Fitnesstrainer
Fitnesstrainer zeigen ihren Kunden, wie man an Fitnessgeräten richtig trainiert und Geräte korrekt bedient um die körperliche Kondition präventiv und im Falle einer Rehamaßnahme zu erhöhen. Fitnesstrainer unterweisen auch unterschiedliche Fitnesssportarten und geben ihren Kunden einen Überblick über eine gesunde und ausgewogene Ernährung, genügende Entspannung und richtigem Sport. Fitnesstrainer können einzelne Kunden trainieren oder auch ein Gruppentraining in Theorie und Praxis lehren. Wichtig sind die Motivation ihrer Kunden und die Überprüfung der Fitnessübungen im Tagesgeschäft.
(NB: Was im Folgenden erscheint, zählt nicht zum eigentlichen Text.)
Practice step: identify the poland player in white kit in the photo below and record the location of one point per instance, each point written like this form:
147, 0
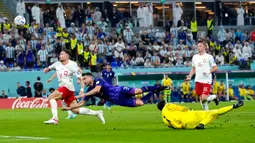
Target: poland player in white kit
203, 65
65, 70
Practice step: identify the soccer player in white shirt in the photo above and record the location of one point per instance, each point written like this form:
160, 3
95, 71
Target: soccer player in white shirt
66, 69
203, 65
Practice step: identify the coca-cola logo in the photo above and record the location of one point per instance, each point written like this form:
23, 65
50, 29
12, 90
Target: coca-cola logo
30, 103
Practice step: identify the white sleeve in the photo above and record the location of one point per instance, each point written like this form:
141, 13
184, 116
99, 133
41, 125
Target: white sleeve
76, 71
212, 61
193, 61
53, 66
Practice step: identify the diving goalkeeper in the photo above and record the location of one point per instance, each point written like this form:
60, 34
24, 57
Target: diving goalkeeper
180, 117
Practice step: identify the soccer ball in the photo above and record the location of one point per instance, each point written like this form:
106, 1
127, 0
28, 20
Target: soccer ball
20, 20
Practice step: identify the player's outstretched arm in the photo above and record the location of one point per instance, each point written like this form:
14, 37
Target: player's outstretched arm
82, 86
79, 104
94, 91
53, 76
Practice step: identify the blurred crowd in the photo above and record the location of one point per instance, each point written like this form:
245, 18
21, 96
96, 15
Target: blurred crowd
87, 34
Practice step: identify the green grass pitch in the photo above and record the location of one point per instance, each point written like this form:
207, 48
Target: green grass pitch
125, 125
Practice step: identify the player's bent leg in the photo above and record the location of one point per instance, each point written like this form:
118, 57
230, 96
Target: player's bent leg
86, 111
56, 95
150, 88
139, 103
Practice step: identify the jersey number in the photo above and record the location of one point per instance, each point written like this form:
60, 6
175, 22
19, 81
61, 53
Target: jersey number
205, 89
63, 74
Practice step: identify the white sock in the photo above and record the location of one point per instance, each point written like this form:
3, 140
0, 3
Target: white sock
70, 113
211, 97
86, 111
206, 106
54, 108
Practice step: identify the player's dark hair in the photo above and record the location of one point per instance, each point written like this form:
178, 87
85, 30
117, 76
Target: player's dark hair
161, 104
87, 74
67, 52
51, 89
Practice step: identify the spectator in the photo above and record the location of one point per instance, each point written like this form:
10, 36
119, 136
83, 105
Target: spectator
101, 49
21, 90
185, 92
231, 93
237, 51
53, 59
3, 95
2, 51
119, 47
2, 66
93, 46
36, 13
38, 86
93, 63
179, 62
78, 16
252, 36
29, 57
97, 16
221, 90
28, 90
238, 35
246, 36
155, 59
15, 67
42, 57
147, 63
60, 16
247, 53
210, 24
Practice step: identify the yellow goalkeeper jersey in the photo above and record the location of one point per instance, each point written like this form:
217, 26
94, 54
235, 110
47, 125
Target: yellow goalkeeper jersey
180, 117
167, 82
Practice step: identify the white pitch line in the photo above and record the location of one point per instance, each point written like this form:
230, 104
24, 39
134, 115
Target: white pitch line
25, 137
14, 140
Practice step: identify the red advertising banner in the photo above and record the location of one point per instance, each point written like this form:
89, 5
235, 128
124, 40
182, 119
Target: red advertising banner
22, 103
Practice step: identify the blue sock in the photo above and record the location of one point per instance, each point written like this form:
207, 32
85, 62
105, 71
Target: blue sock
149, 88
147, 97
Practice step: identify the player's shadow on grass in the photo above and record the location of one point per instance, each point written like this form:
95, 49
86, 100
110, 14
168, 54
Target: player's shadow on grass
162, 129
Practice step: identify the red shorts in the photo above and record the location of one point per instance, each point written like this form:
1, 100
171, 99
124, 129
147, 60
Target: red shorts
67, 95
203, 88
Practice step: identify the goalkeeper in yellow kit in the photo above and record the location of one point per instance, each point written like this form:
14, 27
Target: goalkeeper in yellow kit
180, 117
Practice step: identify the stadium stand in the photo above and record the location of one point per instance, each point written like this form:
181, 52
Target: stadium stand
98, 36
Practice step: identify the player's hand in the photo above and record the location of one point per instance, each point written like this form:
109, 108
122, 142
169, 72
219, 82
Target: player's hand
45, 70
206, 73
66, 108
81, 92
188, 77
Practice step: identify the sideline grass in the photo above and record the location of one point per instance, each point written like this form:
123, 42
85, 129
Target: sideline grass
125, 125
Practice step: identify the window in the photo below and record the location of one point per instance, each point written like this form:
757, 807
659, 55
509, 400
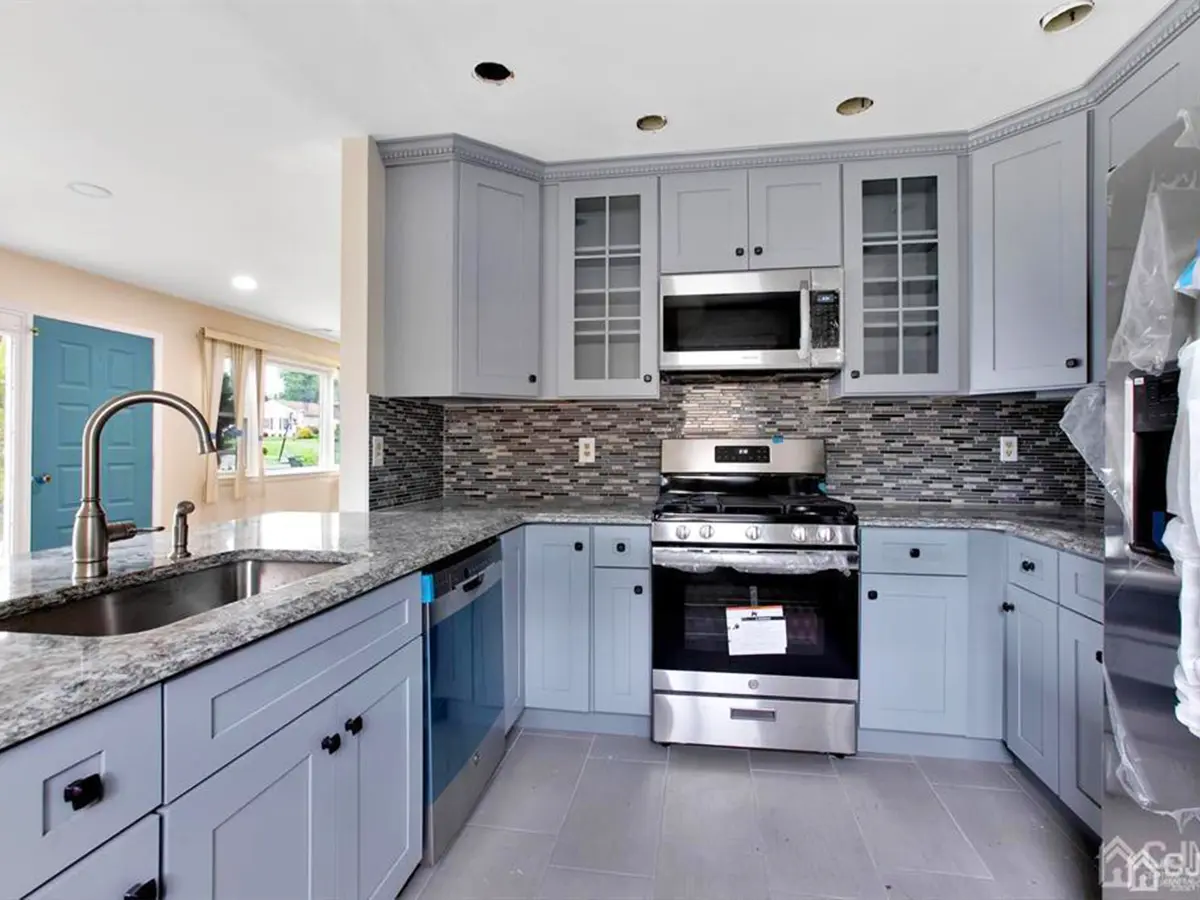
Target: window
300, 421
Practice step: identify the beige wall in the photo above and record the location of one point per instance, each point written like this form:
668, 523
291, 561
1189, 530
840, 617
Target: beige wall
59, 292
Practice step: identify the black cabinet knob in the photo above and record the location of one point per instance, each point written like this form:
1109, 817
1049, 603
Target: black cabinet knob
84, 791
145, 891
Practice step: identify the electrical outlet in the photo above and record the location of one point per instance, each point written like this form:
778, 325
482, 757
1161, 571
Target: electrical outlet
587, 451
1008, 448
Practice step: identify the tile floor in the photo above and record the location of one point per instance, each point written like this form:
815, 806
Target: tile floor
603, 817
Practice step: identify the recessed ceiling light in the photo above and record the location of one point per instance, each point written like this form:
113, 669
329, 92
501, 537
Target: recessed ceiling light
1066, 16
855, 106
85, 189
652, 123
493, 73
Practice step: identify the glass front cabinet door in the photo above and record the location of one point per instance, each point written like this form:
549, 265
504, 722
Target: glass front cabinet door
609, 288
901, 246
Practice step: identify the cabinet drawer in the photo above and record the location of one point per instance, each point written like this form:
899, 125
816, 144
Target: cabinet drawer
1081, 586
915, 551
126, 862
1033, 568
221, 709
621, 546
118, 747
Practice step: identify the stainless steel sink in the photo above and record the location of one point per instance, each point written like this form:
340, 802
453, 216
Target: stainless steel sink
141, 607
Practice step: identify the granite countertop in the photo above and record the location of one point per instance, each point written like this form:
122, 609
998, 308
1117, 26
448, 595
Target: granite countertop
49, 679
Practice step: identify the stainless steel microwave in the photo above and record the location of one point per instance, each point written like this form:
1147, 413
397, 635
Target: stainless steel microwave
781, 319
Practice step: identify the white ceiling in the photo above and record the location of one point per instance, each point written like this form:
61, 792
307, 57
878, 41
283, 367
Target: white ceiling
217, 123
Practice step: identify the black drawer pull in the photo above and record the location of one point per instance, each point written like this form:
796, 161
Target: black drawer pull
84, 791
145, 891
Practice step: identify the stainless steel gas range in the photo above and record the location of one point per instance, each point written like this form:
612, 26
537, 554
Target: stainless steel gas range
755, 599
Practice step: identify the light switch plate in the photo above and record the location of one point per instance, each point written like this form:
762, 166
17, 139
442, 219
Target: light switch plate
1008, 448
587, 451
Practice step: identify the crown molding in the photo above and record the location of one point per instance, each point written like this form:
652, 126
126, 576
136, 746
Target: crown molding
1165, 28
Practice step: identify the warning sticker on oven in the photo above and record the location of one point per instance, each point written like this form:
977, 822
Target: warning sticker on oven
756, 630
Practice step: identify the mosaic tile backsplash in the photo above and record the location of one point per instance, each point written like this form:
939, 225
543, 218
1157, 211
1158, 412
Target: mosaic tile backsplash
412, 449
922, 449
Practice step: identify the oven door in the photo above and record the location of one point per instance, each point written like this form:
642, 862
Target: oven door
693, 648
736, 321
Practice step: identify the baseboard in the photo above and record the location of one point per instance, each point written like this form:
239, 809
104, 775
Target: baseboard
637, 726
943, 745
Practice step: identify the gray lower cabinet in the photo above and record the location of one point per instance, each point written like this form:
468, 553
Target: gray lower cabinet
513, 549
915, 658
1081, 715
121, 868
558, 607
1029, 259
1031, 683
621, 641
329, 805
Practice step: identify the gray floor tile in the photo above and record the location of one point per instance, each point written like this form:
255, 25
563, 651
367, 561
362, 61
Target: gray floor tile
615, 819
624, 747
966, 773
1030, 857
711, 846
576, 885
810, 838
490, 864
904, 823
797, 763
534, 786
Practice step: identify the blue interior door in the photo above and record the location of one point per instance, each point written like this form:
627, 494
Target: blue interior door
76, 369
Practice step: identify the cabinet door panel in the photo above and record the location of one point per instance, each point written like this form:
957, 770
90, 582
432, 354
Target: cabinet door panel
264, 826
1029, 323
621, 641
795, 216
379, 778
558, 607
705, 222
1081, 715
498, 289
1031, 683
915, 654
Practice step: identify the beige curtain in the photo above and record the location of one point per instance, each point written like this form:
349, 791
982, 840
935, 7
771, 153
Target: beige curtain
213, 364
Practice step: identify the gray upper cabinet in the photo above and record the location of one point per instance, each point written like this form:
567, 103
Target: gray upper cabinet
461, 282
498, 283
901, 269
705, 221
607, 288
1031, 683
759, 219
558, 609
1029, 258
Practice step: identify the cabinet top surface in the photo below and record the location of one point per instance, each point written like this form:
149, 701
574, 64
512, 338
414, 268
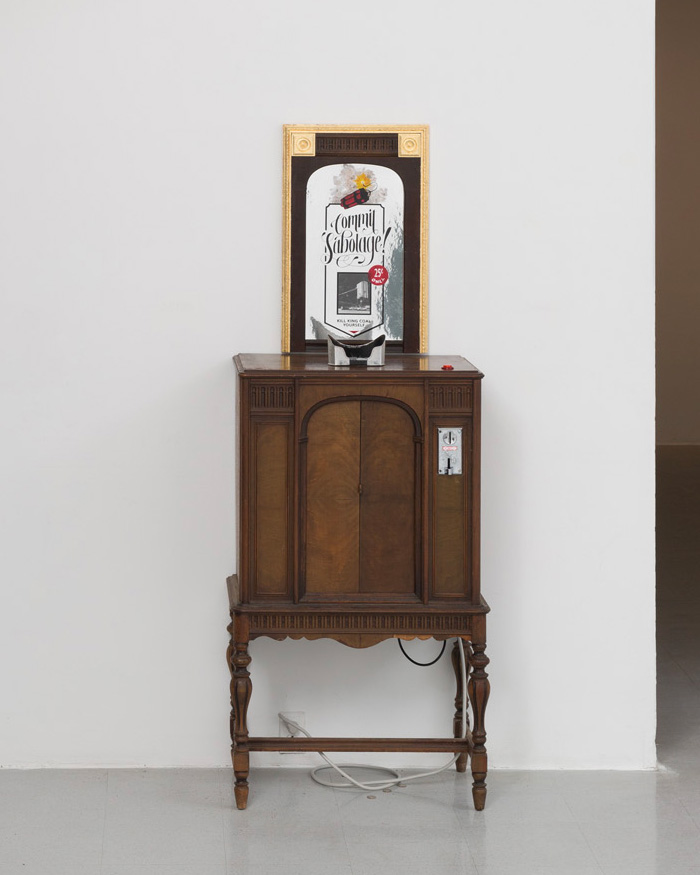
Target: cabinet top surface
301, 364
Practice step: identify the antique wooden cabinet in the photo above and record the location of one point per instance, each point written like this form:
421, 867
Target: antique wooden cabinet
359, 521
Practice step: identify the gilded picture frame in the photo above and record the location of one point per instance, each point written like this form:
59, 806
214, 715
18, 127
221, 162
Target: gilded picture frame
355, 235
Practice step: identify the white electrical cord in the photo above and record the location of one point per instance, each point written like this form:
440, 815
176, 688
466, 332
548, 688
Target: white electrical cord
385, 784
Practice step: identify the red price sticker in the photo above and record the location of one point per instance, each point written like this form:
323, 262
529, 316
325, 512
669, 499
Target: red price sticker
378, 275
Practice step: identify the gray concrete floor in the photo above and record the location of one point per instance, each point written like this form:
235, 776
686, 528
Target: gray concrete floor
181, 822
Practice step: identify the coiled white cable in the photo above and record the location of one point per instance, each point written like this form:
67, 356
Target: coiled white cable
397, 779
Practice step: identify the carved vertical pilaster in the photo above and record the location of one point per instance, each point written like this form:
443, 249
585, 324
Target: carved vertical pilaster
241, 690
458, 729
479, 689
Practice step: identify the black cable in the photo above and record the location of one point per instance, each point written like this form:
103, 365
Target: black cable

Fitnesstrainer führen bei ihren Kunden nach Bedarf auch Fitnesstests durch. Das Berufsbild eines Fitnesstrainers ist zudem auch unterstützend, beratend und korrigierend bei der Durchführung der Fitnessübungen. Sie sind in Bereichen wie Aerobic, Gymnastik, Fitness im Wasser wie z. B. Aquafitness, Cardio, Step, Wirbelsäulen- bzw. Rückengymnastik, Entspannung wie z. B. Power Yoga und Pilates u. v. m. tätig. Fitnesstrainer haben ihren Arbeitsplatz nicht nur Fitnessstudios oder Sportvereinen. Auch Hotels, Ferien-, Freizeit- und Rehabilitationszentren sowie Clubanlagen haben Fitnesstrainer angestellt.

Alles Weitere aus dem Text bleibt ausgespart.